Navigating the Storm - Effective Incident Response in Shared Kubernetes Clusters

February 18, 2025 · 14 min read

Ela Tiro

Security Engineer

Kubernetes serves as the backbone of modern cloud-native applications, providing scalability, flexibility, and automation for deploying and managing workloads. In many organizations, a single Kubernetes cluster is shared across multiple teams to maximise resource efficiency, reduce operational overhead, and simplify infrastructure management. However, when an incident occurs in such environment, security teams must navigate a minefield of challenges such as isolating affected workloads without disrupting business-critical applications, identifying the root cause in a highly dynamic infrastructure, and ensuring that attackers cannot exploit inter-team trust boundaries. This article provides a structured approach to handling incidents in shared Kubernetes clusters, specifically focusing on the recommended and not-so-recommended isolation and containment practices of the incident response framework.

Standalone vs Shared Cluster Environment

Kubernetes clusters can be deployed in various configurations, but two common approaches are standalone clusters and shared clusters. The choice between these architectures significantly impacts security, resource management, and incident response strategies.

In a standalone cluster setup, each team, application, or business unit operates its own dedicated cluster. This approach provides strong isolation, ensuring that security incidents remain contained within a single environment. From an incident response perspective, this means that in the event of a security breach, cluster's components (containers, nodes, even cluster in itself) can be decommissioned and replaced with a new one (providing all forensics has been collected and exported), minimising downtime and ensuring that the other teams’ operations and availability remain unaffected.

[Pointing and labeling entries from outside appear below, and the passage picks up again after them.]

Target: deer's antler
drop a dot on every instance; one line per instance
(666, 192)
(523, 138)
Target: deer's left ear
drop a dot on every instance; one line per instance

A shared cluster setup, on the other hand, allows multiple teams or applications to run within a single Kubernetes cluster. This architecture is cost-effective and simplifies operations by centralising management, but it introduces security challenges, such as ensuring proper namespace isolation, enforcing strict role-based access control (RBAC), and preventing lateral movement in case of a breach. In case of an incident in a shared cluster, the luxury of tearing down the existing cluster or its components to ensure the threat has been eradicated is not readily available due to the presence of multiple teams, critical workloads, and interconnected services relying on the same infrastructure. Instead, incident response must focus on effective containment, and targeted isolation to minimise impact while maintaining cluster availability.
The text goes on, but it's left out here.